From e51938b617a9d1ca5c3b61f85476a516cdfe2303 Mon Sep 17 00:00:00 2001
From: Henri <git@henrici.name>
Date: Sat, 5 Dec 2020 14:39:44 +0100
Subject: [PATCH] Drop root privileges after binding to server port

---
 src/wgfrontend/setupenv.py | 17 ++++++++++-------
 src/wgfrontend/webapp.py   | 10 +++++++++-
 2 files changed, 19 insertions(+), 8 deletions(-)

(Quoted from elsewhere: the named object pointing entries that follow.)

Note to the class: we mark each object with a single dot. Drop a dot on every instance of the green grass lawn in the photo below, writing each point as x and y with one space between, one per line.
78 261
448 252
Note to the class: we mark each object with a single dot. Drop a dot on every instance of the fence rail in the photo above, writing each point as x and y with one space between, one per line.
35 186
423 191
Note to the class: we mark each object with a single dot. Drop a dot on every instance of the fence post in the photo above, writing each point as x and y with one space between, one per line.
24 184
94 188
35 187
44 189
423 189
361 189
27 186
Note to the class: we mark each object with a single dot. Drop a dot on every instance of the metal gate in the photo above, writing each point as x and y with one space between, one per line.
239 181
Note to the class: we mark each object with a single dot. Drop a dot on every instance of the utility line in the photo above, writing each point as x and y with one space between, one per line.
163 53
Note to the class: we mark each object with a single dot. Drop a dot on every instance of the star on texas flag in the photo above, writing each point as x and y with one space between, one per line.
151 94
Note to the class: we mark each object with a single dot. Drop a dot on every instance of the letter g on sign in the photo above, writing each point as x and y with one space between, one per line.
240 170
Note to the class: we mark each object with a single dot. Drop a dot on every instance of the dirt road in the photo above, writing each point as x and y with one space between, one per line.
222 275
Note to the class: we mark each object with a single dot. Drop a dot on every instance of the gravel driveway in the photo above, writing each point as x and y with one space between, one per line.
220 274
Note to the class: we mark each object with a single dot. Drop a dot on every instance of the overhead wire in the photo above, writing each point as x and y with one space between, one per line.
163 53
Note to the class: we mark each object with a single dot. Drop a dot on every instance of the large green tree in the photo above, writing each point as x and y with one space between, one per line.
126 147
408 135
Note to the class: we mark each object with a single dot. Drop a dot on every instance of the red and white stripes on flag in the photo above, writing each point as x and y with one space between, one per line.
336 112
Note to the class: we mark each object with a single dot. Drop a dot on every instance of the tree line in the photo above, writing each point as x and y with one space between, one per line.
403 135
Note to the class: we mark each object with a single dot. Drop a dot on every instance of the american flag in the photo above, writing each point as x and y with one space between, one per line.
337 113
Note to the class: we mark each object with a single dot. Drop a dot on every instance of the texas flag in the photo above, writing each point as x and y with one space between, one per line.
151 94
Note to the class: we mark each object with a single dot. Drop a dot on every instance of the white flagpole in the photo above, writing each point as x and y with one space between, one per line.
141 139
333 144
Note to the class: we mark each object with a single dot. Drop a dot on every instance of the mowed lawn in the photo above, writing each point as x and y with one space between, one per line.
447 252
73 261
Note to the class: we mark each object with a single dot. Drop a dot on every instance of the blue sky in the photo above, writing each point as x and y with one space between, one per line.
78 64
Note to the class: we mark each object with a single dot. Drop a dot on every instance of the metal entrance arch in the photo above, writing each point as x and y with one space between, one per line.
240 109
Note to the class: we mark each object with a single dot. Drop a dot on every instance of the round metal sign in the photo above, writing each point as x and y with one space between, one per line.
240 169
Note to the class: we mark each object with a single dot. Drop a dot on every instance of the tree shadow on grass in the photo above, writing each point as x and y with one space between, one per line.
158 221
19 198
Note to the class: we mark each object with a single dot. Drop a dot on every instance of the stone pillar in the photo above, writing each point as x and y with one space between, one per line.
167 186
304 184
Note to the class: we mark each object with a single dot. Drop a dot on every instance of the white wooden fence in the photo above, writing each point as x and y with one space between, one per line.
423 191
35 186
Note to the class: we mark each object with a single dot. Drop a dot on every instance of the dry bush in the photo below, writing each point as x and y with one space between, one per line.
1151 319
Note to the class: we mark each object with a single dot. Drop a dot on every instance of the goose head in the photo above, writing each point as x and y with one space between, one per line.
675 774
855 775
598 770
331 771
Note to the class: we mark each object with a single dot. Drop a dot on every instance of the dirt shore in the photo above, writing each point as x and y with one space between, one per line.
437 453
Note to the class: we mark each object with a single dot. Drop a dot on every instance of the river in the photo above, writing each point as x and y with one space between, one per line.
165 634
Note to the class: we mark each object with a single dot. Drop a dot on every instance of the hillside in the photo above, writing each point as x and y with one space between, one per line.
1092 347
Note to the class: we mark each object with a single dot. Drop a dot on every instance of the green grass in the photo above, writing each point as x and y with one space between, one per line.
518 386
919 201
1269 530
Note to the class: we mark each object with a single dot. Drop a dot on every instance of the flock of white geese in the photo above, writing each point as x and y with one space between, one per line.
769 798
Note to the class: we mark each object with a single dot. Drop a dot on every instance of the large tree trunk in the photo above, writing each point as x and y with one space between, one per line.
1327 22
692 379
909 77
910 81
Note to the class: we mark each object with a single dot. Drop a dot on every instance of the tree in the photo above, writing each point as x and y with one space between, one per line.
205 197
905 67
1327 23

diff --git a/src/wgfrontend/setupenv.py b/src/wgfrontend/setupenv.py
index 9d0fa05..02f6895 100644
--- a/src/wgfrontend/setupenv.py
+++ b/src/wgfrontend/setupenv.py
@@ -68,13 +68,18 @@ def chown(username, path):
     uid = pwd.getpwnam(username).pw_uid
     os.chown(path, uid, -1)
 
-def drop_privileges(uid_name='nobody', gid_name='nogroup'):
-    """"""
-    if not is_root():
-        raise ValueError('No privileges present to drop')
+def get_uid_gid(uid_name='nobody', gid_name='nogroup'):
+    """Returns uid and gid for the given username and groupname"""
     uid = pwd.getpwnam(uid_name).pw_uid
     gid = grp.getgrnam(gid_name).gr_gid
-#    os.setgroups([]) # remove group privileges
+    return uid, gid
+
+def drop_privileges(uid_name='nobody', gid_name='nogroup'):
+    """Drop privileges towards the given username and groupname"""
+    if not is_root():
+        raise ValueError('No privileges present to drop')
+    uid, gid = get_uid_gid(uid_name, gid_name) 
+    os.setgroups([]) # remove group privileges
     os.setgid(gid)
     os.setuid(uid)
 
@@ -168,8 +173,6 @@ def setup_environment():
         print(f'8d) Ensuring ownership of server private key file {cfg.sslkeyfile} in case it exists.')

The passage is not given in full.